The Council of Ministers approved it outline of the Budget Law. The economic maneuver confirms the cut in the tax wedge and maintains the Irpef at three rates. The birth support and the 50% renovation bonus remain, some of which have been increased, only for first homes. There is no pension reform, but healthcare funds coming from the contribution of banking institutions and insurance companies are growing. This is a budget of around 30 billion for 2025, to which 35 billion will be added in 2026 and over 40 billion in 2027. Here are the measures of the budget that affect families.

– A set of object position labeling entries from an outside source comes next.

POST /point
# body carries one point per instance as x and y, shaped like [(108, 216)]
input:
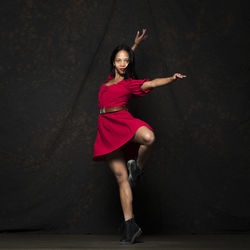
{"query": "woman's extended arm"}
[(139, 38), (161, 81)]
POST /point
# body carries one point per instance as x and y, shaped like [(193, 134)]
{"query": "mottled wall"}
[(54, 57)]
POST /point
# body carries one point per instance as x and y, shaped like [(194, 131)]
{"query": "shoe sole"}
[(136, 235)]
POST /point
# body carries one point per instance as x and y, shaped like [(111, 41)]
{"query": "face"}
[(121, 62)]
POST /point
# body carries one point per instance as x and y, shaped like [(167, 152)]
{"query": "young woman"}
[(123, 141)]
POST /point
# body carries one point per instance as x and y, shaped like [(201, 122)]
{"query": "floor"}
[(174, 242)]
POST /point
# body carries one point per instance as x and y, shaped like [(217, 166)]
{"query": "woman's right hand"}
[(139, 38)]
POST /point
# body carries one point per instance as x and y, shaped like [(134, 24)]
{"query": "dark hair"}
[(130, 70)]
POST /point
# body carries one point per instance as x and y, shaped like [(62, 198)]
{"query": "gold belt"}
[(112, 109)]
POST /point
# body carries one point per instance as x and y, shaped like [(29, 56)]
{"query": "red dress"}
[(116, 129)]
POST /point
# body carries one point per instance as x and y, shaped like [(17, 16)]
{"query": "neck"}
[(118, 77)]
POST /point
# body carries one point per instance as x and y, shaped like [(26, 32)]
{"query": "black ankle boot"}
[(131, 232)]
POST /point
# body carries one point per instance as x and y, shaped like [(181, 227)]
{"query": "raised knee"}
[(120, 177), (149, 138)]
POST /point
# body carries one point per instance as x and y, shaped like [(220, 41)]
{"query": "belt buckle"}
[(102, 110)]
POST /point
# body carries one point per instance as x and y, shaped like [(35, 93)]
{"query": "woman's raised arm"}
[(139, 38), (157, 82)]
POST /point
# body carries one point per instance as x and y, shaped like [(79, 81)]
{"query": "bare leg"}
[(117, 164), (146, 138)]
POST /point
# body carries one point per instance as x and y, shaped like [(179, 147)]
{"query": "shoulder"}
[(110, 77)]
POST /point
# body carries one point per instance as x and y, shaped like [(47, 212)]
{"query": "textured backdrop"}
[(54, 58)]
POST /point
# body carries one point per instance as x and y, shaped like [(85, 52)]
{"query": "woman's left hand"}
[(139, 38), (177, 76)]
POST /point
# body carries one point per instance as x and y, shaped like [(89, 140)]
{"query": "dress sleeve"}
[(134, 86)]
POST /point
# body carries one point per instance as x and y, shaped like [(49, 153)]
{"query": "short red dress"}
[(116, 129)]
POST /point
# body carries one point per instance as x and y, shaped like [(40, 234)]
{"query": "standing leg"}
[(131, 229), (118, 166)]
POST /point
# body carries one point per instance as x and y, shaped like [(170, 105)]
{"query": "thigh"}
[(141, 134), (117, 164)]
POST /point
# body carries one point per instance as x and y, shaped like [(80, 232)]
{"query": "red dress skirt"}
[(116, 129)]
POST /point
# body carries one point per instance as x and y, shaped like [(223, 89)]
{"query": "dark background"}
[(54, 58)]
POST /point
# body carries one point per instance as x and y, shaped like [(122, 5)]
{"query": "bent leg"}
[(117, 165), (146, 138)]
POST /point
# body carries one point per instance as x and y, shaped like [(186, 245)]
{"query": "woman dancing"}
[(122, 140)]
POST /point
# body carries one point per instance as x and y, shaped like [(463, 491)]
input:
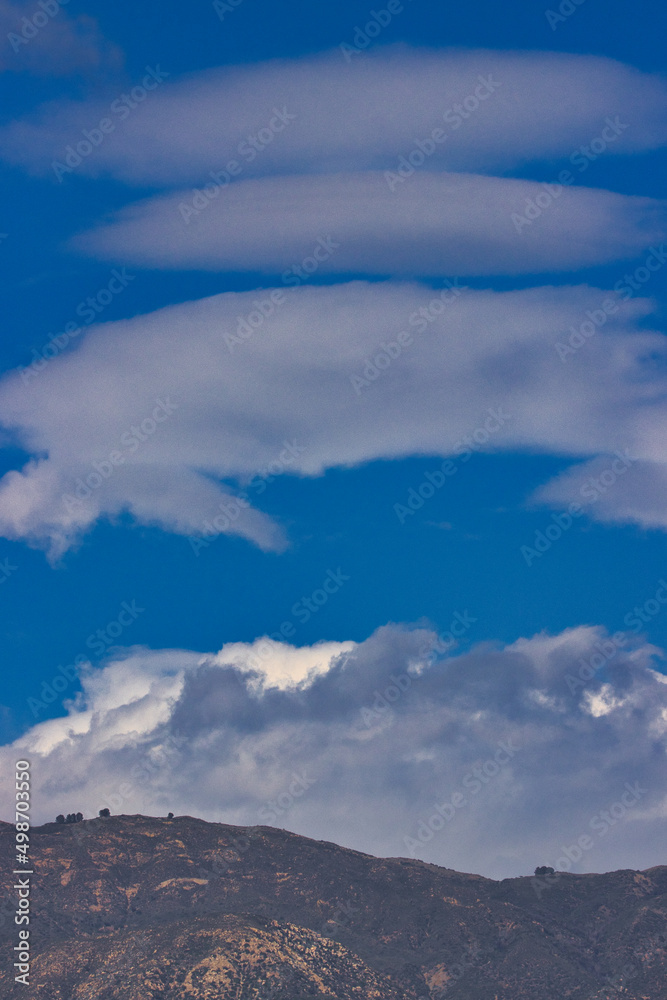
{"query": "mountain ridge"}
[(402, 928)]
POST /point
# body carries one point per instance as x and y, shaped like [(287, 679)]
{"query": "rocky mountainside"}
[(138, 907)]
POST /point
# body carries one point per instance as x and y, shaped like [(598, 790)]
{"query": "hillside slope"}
[(206, 900)]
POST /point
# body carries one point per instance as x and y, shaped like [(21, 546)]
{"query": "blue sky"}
[(166, 280)]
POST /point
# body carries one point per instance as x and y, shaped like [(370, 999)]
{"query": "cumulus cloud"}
[(167, 415), (513, 107), (359, 742), (49, 41), (422, 224)]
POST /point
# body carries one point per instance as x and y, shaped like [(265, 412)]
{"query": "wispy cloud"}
[(435, 224), (231, 412), (44, 38), (360, 116)]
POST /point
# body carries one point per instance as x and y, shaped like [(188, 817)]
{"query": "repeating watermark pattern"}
[(292, 278), (565, 11), (31, 26), (606, 649), (595, 320), (22, 886), (399, 684), (143, 774), (122, 107), (473, 782), (130, 442), (601, 823), (591, 490), (419, 320), (88, 310), (249, 148), (378, 20), (581, 157), (454, 117), (283, 802), (231, 508), (302, 610), (99, 642), (464, 450)]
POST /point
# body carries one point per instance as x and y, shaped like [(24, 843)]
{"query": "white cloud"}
[(296, 390), (429, 224), (359, 116), (377, 743), (636, 498), (47, 40)]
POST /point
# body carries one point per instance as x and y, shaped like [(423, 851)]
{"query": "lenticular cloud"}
[(501, 110)]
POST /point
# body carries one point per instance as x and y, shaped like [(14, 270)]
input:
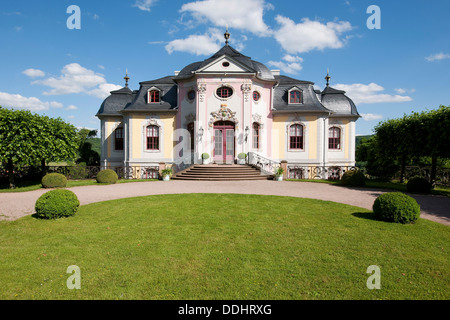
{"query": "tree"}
[(398, 142), (28, 139)]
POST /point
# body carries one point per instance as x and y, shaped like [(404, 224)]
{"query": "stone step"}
[(221, 173)]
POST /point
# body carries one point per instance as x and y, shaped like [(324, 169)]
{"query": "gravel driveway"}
[(19, 204)]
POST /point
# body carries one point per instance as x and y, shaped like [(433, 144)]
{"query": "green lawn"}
[(221, 246)]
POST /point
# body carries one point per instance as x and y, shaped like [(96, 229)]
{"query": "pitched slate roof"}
[(168, 96), (338, 102), (115, 103), (329, 101), (281, 98)]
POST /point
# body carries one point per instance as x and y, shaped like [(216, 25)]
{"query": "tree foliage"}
[(28, 139), (398, 142)]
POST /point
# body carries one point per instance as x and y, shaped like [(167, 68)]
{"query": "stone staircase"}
[(225, 172)]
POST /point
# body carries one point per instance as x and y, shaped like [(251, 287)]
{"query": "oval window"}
[(191, 95), (224, 92)]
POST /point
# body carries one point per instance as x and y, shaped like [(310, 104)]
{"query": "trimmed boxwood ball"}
[(418, 185), (107, 176), (54, 180), (353, 178), (57, 204), (396, 207)]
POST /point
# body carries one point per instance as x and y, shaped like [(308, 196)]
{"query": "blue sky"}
[(51, 69)]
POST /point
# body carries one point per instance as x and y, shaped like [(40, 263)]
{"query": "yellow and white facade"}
[(223, 106)]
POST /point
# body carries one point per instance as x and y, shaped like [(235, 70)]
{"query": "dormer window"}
[(153, 96), (295, 96)]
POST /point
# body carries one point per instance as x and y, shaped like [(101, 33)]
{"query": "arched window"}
[(118, 139), (256, 135), (296, 137), (256, 96), (152, 135), (224, 92), (295, 96), (153, 96), (334, 138), (191, 130)]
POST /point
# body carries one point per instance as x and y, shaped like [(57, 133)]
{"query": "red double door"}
[(224, 142)]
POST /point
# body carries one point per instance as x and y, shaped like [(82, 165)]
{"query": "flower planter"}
[(278, 178)]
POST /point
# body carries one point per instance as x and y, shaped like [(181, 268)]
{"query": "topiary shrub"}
[(57, 204), (107, 176), (418, 185), (353, 178), (54, 180), (396, 207)]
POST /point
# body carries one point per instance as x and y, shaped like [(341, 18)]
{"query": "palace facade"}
[(223, 106)]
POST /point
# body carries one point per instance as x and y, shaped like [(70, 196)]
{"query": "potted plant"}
[(205, 158), (166, 173), (241, 158), (279, 174)]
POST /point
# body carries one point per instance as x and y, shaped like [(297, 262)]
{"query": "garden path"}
[(19, 204)]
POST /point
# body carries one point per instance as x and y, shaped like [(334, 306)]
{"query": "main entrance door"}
[(224, 142)]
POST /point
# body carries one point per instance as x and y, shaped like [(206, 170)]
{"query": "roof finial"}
[(227, 36), (126, 78), (328, 77)]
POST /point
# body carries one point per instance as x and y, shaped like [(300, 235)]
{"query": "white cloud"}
[(76, 79), (34, 73), (144, 5), (403, 91), (310, 35), (371, 116), (438, 57), (205, 44), (371, 93), (238, 14), (32, 103), (291, 64)]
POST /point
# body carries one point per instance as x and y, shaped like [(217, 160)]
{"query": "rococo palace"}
[(225, 106)]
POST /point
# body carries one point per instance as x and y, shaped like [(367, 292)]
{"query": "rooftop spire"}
[(328, 77), (126, 78), (227, 36)]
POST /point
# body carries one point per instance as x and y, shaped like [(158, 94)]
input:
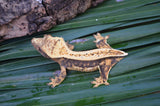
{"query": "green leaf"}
[(133, 26)]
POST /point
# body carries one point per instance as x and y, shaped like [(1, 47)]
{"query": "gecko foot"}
[(54, 82), (99, 81)]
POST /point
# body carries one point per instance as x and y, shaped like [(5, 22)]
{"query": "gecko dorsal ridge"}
[(55, 47)]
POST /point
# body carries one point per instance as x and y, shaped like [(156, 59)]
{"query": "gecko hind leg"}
[(58, 79)]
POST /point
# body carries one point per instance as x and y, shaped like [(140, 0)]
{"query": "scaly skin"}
[(61, 52)]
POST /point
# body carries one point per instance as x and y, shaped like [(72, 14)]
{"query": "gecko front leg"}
[(58, 79), (104, 69)]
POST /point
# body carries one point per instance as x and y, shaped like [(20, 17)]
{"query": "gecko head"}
[(48, 46)]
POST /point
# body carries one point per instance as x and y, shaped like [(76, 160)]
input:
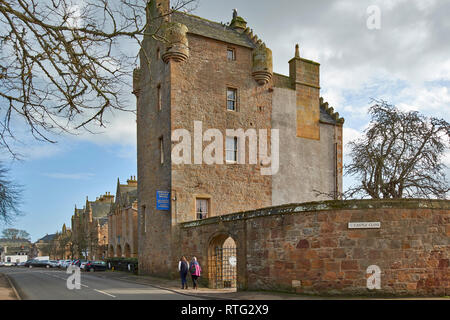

Newborn card and measures for new parents
The government has chosen this as a new birth incentive measure: one thousand euros to the parents of newborns with ISEE up to 40 thousand. The measures for parental leave and the nursery bonus have been confirmed. The sums linked to the universal single allowance are excluded from the ISEE calculation and therefore appear to remain confirmed in its current form.
Poverty
The prepaid card “dedicated to you” for the purchase of food and basic necessities has been refinanced with an additional 500 million for 2025. Greater deductions arrive as the number of family members increases.
Work
Incentives for the hiring of young people and women in the South have been confirmed. Fringe benefits for new hires who agree to move beyond 100 kilometres. The maneuver confirms the cut in the wedge on salaries up to 35 thousand euros gross. That’s about 100 euros more net in your paycheck. There should be a gradual change in the rate until salaries reach 40 thousand euros gross.
House
Extension of the renovation bonus on the first home: it remains at 50% at least for the whole of 2025. The deduction is spread over 10 years. The hypothesis remains of updating the cadastral income of those buildings that have carried out renovations taking advantage of the Superbonus benefit.
Pensions
Richer, but fewer in number. This should happen to pensions. The measure improves the system for adjusting pensions to inflation: 100% adjustment of the inflation rate for pensions amounting to up to four times the minimum salary, 90% for pensions amounting to between four and five times the minimum and 75% for pensions of a higher amount. Bonuses confirmed for those who postpone retirement. The extraordinary early retirement channels remain: Quota 103, Social Ape, Women’s Option.
Healthcare
Funds amounting to 3.5 billion euros are invested in healthcare, coming from a contribution from banks and insurance companies. Deputy Prime Minister and Foreign Minister Antonio Tajani explained: «There will be no tax, extra profits do not exist, it is a demagogic concept, which dictatorial regimes like, Maduro or the Soviet Union may like it. There will be an agreement with the credit institutions to find a solution that allows the State to have liquidity.”
Cuts to ministries and public contracts
No cuts to health spending, but the other ministries do, in the order of 5%. Corriere della Sera explains: «According to the new EU rules, public spending in Italy will not be able to rise more than 1.5% in nominal terms in the coming years: considering expected inflation, it means that it will have to remain stable in real terms . This is why the Minister of Economy, Giancarlo Giorgetti, with the support of Palazzo Chigi, has asked the ministries for sacrifices of around 3 billion in 2025 to strengthen the spending review measures already planned”.